In spite of herself, Lorna suddenly felt almost sorry for him.
As the truck reversed, she stepped out of the shadows, her school shoes clicking on the cobblestones. The German saw her, and for a second or two, neither of them moved.
A frown creased the skin on the right side of his forehead, and as before, Lorna found herself mesmerized by the dreadful damage to his face.
Then embarrassment overcame fascination, and Lorna looked down at her shoes, still muddy from the day before. When she looked up, the frown had smoothed out, but the tug at the right side of his mouth was there again. That same sneer. Except, today, it did look more like he was trying to smile. Tentative, perhaps, but still, it lightened his face, filling out the gaunt flesh of his right cheek, though the left remained tight and static. He gave her a nod, and instinctively, Lorna nodded back, feeling suddenly shy.
Why should she feel shy, though? It was her farm, after all, and he was the stranger. She needed to be assertive.
“Good morning,” she said, raising her voice as her father had done. “I. Am. LORNA. ANDERSON.”
She drew out the sounds of her name, making every letter clear. She pointed her finger to her chest.
“Hello,” the boy said, touching his own coveralled chest with one long finger. “I. Am. PAUL. VOGEL.”
He pronounced his words as clearly as she had, almost mimicking her. His English words were clipped and short.
“Hello,” Lorna replied.
He bowed his little bow again.
“Em …” Realizing she wasn’t sure what to say next, she hoped the poor light might cover the flush that was creeping up her neck.
The German stayed silent. Clearly he was waiting for her to speak. There was no sign of the smile now. But none of the frown either.
“Em …,” she repeated, glancing up at the lightening sky.
When she looked back at him again, his gaze was intent upon her and the smile was back, drawing Lorna’s attention away from the burns.

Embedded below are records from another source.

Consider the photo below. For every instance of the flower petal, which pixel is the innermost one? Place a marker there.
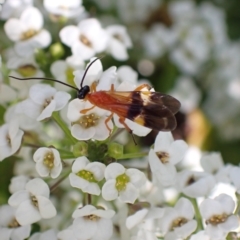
(46, 208)
(27, 213)
(109, 191)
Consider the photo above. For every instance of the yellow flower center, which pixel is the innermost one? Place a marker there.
(163, 156)
(118, 37)
(216, 219)
(89, 176)
(121, 182)
(85, 41)
(89, 120)
(179, 222)
(13, 224)
(47, 102)
(28, 34)
(27, 70)
(48, 160)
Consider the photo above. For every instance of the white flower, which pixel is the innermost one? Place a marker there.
(10, 229)
(195, 184)
(86, 175)
(10, 139)
(25, 123)
(23, 67)
(96, 75)
(194, 50)
(91, 125)
(32, 203)
(43, 101)
(67, 234)
(212, 163)
(187, 93)
(234, 176)
(48, 162)
(165, 155)
(158, 40)
(66, 8)
(86, 39)
(27, 32)
(7, 93)
(179, 220)
(13, 8)
(92, 224)
(141, 217)
(49, 234)
(119, 42)
(62, 70)
(122, 183)
(18, 183)
(201, 236)
(218, 213)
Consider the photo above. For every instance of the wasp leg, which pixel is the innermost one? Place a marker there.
(122, 121)
(84, 111)
(107, 120)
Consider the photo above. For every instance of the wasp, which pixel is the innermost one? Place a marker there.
(147, 108)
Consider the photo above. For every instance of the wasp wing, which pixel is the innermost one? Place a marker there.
(150, 109)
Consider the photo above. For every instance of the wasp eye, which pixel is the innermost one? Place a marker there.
(83, 92)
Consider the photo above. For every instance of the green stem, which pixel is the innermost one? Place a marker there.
(64, 127)
(197, 213)
(133, 155)
(238, 204)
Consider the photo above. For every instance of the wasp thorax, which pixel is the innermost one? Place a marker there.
(163, 156)
(82, 93)
(28, 34)
(217, 219)
(89, 120)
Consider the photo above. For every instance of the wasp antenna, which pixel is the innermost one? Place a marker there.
(84, 75)
(49, 79)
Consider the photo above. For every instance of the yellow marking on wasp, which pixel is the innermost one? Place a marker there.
(145, 96)
(140, 120)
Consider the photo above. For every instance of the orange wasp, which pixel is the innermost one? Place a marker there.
(150, 109)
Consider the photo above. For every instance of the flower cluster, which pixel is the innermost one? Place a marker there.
(75, 171)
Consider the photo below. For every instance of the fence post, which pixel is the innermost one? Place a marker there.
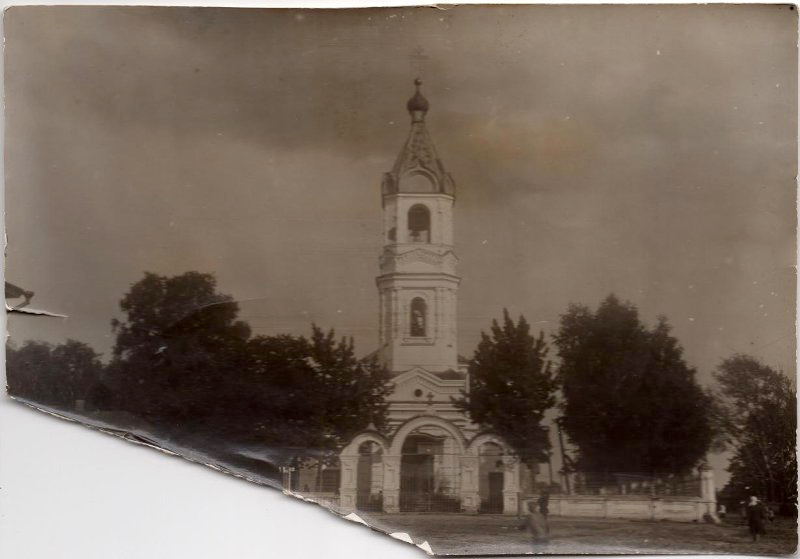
(708, 493)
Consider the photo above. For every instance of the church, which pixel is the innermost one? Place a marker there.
(432, 458)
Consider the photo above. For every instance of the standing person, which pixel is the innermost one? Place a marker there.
(544, 508)
(755, 517)
(534, 523)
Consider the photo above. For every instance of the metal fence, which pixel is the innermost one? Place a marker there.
(635, 484)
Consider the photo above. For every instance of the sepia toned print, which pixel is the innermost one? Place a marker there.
(494, 280)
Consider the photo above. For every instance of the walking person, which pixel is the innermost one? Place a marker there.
(755, 517)
(544, 508)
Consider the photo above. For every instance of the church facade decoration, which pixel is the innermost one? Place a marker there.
(433, 458)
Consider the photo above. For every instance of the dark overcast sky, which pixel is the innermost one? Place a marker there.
(648, 151)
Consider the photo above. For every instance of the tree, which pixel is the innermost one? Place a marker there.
(631, 404)
(177, 349)
(511, 386)
(53, 375)
(184, 362)
(314, 394)
(759, 410)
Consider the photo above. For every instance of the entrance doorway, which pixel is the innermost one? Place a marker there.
(369, 477)
(428, 473)
(491, 471)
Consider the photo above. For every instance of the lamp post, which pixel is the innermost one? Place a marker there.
(287, 476)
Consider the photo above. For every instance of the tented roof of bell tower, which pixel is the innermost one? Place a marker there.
(418, 168)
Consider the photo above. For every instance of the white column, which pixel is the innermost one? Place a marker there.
(391, 483)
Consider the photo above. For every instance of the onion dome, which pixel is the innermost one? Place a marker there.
(418, 168)
(418, 103)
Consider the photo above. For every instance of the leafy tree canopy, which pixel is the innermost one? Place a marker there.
(314, 393)
(53, 375)
(759, 412)
(631, 404)
(511, 386)
(184, 362)
(177, 348)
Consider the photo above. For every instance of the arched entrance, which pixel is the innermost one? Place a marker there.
(490, 477)
(369, 477)
(429, 480)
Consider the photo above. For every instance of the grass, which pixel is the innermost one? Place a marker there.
(460, 534)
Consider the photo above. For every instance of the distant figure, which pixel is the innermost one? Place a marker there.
(535, 524)
(756, 513)
(544, 508)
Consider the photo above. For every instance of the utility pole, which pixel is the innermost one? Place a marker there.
(563, 457)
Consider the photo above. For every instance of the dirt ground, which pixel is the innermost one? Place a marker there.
(460, 534)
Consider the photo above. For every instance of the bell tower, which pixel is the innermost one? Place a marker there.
(418, 282)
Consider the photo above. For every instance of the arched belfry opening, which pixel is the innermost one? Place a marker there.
(419, 318)
(419, 224)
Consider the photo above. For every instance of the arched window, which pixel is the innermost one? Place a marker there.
(419, 318)
(419, 224)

Its curve led her from his mouth up to his eyes, which sparkled.
Lorna suddenly felt furiously guilty about noticing that. Surely noticing an enemy’s sparkle was tantamount to treason. She was betraying John Jo and Sandy and Gregor and all the others by even noticing such a sparkle, wasn’t she?
And anyway, what right did this prisoner have to be smiling and sparkling at her?
At that moment, “Yoo-hoo!” rang across the yard. Mrs. Mack appeared through the gates to the lane, carrying as always her big carpetbag and waving her umbrella at them before heading toward the house.
Lorna straightened her shoulders and lifted her chin.
“I have to go to school now,” she said slowly, pointing imperiously in the direction of the village and then at her school tie. “To school.”